復興庁 福一などを周遊する新復興事業立案
復興庁は、福島復興に向けた新たな取り組みとなる「歩いて楽しむ復興探求事業」を今年度から開始する。同事業は、英国発祥のフットパス(住民が昔から利用している古道を再整備して、沿道の歴史的な場所や遺構などを周遊・見学するための遊歩道)にヒントを得て、避難区域が設定されている県内の12市町村間を周遊する専用歩道を整備し、国内外から広く利用者を誘致して「歩きながら自身の眼・耳・脚で復興の進捗状況を認識してもらうと共に、各地の魅力に触れることで地域のにぎわい創出につなげる」(同庁避難地域復興課)という復興支援のための取り組み。 同庁が県に委託して整備する専用歩道は、同プロジェクトに参加する大熊町・双葉町に立地する福島第一原子力、楢葉町に立地する福島第二原子力、富岡町の東京電力廃炉資料館、楢葉町と広野町に跨るJヴィレッジなどを結ぶルートをイメージしており、各施設の見学やワークショップ、イベントの開催により、近年人気を集めているロングトレイルハイカー向けコースとして利用者の拡大を図る。
取り組みが先行する英国では、総延長20万kmのフットパスが全国大で整備され、国民に広く利用されて地域経済の活性化と振興に大きく貢献している。同国での成功例を参考に復興庁は、来年度からの事業開始に先駆けて今年度中に、田村、川内、葛尾の3市村に5~6kmのテストコースを設け、利用者に実際に周遊してもらう試行を実施する。さらに同試行の成果を検証した上で、来年度以降、他市町村に新たなコースを設け、将来的には環境省が整備したロングトレイルハイカー向け周遊路「みちのく潮風トレイル(青森県八戸市~福島県相馬市)」と連結させて、福島の復興支援や風評の払拭に加えて「太平洋沿岸市町村の経済振興にも寄与するプロジェクトとして機能させる」(同)。

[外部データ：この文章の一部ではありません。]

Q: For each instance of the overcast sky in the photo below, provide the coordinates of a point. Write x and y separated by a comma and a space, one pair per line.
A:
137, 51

同種の復興支援プロジェクトである、環境省の「福島環境再生見学ツアー」や、福島県の「ホープツーリズム」「教育旅行」が、いずれもコロナ禍の中でも好評なことから復興庁は、初の試みとなる日本版フットパスプロジェクトを4年計画で事業化させたい―と期待する。なお、県内では、いわき市が事務局を務める「うつくしま浜街道観光推進会議」が、いわき市~新地町を結ぶ専用歩道「ふくしま浜街道トレイル」の整備を進めており、23年度中に完成予定だ。